# Draft Prep

Lots prepare csv files for draft activity. Also prepare weighted csv files for other uses.

In [1]:
import os
import sys
import warnings
import re

import pandas as pd

sys.path.append(r'/home/lenhart/Repos/phi-utils')

from philosofool.data_sources.utils import read_yml
from fantasy_baseball_draft.utils import StatSynonyms, load_cbs_data, DataLoader
from fantasy_baseball_draft.utils import cbs_player_col_to_df


data_path = read_yml('local/config.yml')['paths']['local_data']


## ID Functions

In [2]:
class AssociatePlayers:
    """Associate entities from different datasets.

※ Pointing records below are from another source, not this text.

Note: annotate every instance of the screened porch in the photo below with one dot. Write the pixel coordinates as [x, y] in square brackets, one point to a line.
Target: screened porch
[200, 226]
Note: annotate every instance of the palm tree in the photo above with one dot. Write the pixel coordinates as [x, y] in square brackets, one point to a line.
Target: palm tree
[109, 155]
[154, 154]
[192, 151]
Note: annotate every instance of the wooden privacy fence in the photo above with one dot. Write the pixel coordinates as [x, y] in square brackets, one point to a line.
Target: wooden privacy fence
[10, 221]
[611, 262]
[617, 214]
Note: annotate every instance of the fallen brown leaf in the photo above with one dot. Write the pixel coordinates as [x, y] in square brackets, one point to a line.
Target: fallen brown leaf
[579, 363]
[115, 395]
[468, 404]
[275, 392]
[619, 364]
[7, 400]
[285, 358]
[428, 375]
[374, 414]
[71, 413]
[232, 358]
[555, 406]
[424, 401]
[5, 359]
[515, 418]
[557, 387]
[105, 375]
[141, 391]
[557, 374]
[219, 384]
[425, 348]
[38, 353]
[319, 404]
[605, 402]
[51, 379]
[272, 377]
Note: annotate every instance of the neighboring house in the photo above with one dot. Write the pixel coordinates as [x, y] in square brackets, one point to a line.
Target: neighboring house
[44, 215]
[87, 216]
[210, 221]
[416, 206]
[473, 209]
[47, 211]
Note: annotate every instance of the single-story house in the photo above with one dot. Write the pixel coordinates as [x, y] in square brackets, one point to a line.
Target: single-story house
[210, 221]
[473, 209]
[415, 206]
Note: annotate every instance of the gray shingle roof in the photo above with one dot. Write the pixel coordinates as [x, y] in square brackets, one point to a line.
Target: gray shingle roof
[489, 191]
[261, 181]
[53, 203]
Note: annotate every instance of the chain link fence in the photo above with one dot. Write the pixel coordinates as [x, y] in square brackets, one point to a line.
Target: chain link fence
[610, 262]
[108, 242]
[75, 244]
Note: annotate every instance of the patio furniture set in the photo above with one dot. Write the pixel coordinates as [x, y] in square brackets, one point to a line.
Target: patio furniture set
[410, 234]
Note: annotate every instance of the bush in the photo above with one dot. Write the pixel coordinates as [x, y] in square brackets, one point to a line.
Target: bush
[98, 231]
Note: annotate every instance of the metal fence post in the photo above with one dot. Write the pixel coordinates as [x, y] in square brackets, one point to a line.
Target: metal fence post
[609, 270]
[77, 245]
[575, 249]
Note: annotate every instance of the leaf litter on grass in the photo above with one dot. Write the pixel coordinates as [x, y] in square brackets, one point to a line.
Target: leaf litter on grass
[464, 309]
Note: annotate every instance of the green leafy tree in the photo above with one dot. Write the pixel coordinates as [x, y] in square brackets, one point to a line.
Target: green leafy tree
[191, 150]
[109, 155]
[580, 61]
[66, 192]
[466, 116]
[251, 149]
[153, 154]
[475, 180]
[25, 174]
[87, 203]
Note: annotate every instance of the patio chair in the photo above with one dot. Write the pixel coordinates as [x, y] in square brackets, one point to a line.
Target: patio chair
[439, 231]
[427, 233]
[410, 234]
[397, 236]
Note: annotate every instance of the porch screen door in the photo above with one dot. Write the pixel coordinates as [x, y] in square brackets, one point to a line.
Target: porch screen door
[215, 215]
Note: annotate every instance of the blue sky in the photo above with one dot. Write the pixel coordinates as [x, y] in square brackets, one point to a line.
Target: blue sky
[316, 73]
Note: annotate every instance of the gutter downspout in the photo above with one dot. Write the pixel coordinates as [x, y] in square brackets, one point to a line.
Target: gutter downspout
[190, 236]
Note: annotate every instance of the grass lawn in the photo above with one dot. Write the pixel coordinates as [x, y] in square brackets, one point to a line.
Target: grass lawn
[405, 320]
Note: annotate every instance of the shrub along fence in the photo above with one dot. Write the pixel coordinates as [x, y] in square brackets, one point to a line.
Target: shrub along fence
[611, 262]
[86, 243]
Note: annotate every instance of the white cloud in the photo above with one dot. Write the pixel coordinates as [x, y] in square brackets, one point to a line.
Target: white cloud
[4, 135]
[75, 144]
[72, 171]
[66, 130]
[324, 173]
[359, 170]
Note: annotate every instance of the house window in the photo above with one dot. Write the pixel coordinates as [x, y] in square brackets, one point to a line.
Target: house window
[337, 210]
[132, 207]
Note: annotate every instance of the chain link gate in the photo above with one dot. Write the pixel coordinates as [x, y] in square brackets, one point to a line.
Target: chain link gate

    Given two dataframes that share entities but not a common single
    join key, this can construct a merge of the data based on columns
    that are assumed to find unique one.

    Example: Given dataframes of pitchers in 2019 that use different
    naming conventions ('Mike', 'Michael', etc.) we can align these by
    assuming that two pitchers are the same if they started the same
    number of games, had the same number of walks, hits and strikeouts.
    """
    synonyms = StatSynonyms()

    def associate(self, df1: pd.DataFrame, df2: pd.DataFrame, index_cols: list) -> pd.DataFrame:
        if df1.duplicated().sum():
            warnings.warn("Found duplicated in df1.")
        if df2.duplicated().sum():
            warnings.warn("Found duplicated in df2.")
        df1 = self.synonyms.normalize_df(df1)
        df2 = self.synonyms.normalize_df(df2)
        df = df1.set_index(index_cols).merge(df2.set_index(index_cols), left_index=True, right_index=True)
        return df


In [None]:
def merge_on_name(cbs: pd.DataFrame, fg: pd.DataFrame) -> pd.DataFrame:
    cbs_player = (
        cbs_player_col_to_df(cbs.Player) #.Team.fillna('---').unique().tolist()
        .merge(cbs[['Player']], left_index=True, right_index=True)
        .merge(fg[['Name', 'playerid']], on='Name', how='left')
    )
    return cbs_player

def map_cbs_player_col_to_id_by_name(cbs: pd.DataFrame, fg: pd.DataFrame) -> pd.Series:
    """Use cbs "Player" field to return series of CBS player names to fg player ids."""
    df = merge_on_name(cbs, fg).drop_duplicates(subset=['playerid'], keep=False)
    playerid = df.playerid
    ids = df.set_index('Player').playerid.dropna().astype(str)
    return ids.where(ids.str.startswith('sa'), ids.str.strip('sa').astype(int))


In [None]:
def build_id_map(df: pd.DataFrame, fg_df: pd.DataFrame, ids: pd.Series) -> pd.Series:
    """Map cbs Player column to fg ids.

    Parameters
    ----------
    df:
        CBS data.
    fg_df:
        Fangraphs data.
    ids:
        Mapping of Player:fg_id; this is a mapping of known cases.
    """
    df = df.copy()
    df['playerid'] = df.Player.map(ids).fillna(-1)
    name_ids = map_cbs_player_col_to_id_by_name(df[df.playerid == -1], fg_df)
    name_ids = name_ids[~name_ids.duplicated()]
    ids = pd.concat([ids, name_ids]).to_dict()
    return df.Player.map(ids).fillna(-1)

In [None]:
def _build_id_map_from_stat_associations(cbs, fg, index_cols, duplicated=False) -> pd.Series:
    """Return series mapping CBS player "Player" column to a fangraphs ID column."""
    cbs_with_playtime = cbs[cbs[index_cols].sum(axis=1) > 0]
    n_players_with_pt = len(cbs_with_playtime)
    if duplicated:
        return cbs_with_playtime[cbs_with_playtime.duplicated(subset=index_cols, keep=False)]
    cbs_with_playtime = cbs_with_playtime.drop_duplicates(subset=index_cols, keep=False)
    print(f"Dropped {n_players_with_pt - len(cbs_with_playtime)} duplicated records.")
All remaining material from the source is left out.